2
votes

A social media app where people can leave posts. A post consists of a Author, TimeStamp, Subject and Body. The posts are stored in DynamoDB with Author as partition key and TimeStamp as sort key.

How can I query for all posts of today? I want the results returned sorted on TimeStamp, so scanning DynamoDB is not an option.
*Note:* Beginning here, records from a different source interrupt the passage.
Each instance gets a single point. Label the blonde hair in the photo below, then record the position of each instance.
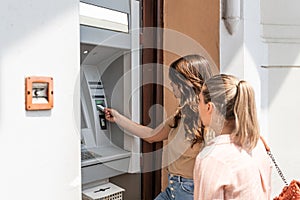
(234, 100)
(189, 73)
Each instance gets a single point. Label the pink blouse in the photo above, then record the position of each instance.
(223, 170)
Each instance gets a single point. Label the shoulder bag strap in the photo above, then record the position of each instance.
(268, 150)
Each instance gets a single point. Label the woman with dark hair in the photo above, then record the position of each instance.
(182, 130)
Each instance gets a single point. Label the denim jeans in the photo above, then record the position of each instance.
(179, 188)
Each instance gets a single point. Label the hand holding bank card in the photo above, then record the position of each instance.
(100, 107)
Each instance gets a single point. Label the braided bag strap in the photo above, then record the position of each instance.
(268, 150)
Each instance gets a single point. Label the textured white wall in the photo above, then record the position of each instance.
(280, 27)
(40, 150)
(269, 36)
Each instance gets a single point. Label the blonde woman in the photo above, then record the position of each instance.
(234, 165)
(182, 130)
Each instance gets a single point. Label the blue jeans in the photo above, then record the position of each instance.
(179, 188)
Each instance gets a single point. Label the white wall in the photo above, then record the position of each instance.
(40, 151)
(242, 55)
(281, 32)
(269, 35)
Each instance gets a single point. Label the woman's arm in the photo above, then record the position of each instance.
(148, 134)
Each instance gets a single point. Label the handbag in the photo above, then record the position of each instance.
(290, 191)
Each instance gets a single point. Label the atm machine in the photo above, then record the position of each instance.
(109, 77)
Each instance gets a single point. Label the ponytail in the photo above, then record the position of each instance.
(246, 123)
(235, 102)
The Query operation finds items based on primary key values. So I have to define a global secondary index. But I cannot find a suitable option to retrieve all of today's posts. What is the good choice here?

2

2 Answers

2
votes

You can add an attribute for representing the days (your GSI primary key) and make the timestamp attribute your GSI sort key

Example:

|   AuthorId  | Timestamp(GSI SK) | DayAttribute (GSI PK) |
|:-----------:|------------------:|:---------------------:|
| authord_id  |    1534522921     |     2018-08-17        |    
| authord_id2 |    1534522922     |     2018-08-17        |    
| authord_id3 |    1534522923     |     2018-08-18        |    

When you query GSI it will be sorted by time.

Edit on your comment:

Its not a good approach adding attributes to cover your query needs. What I can suggest in this case is to use Sort Keys hierarchically.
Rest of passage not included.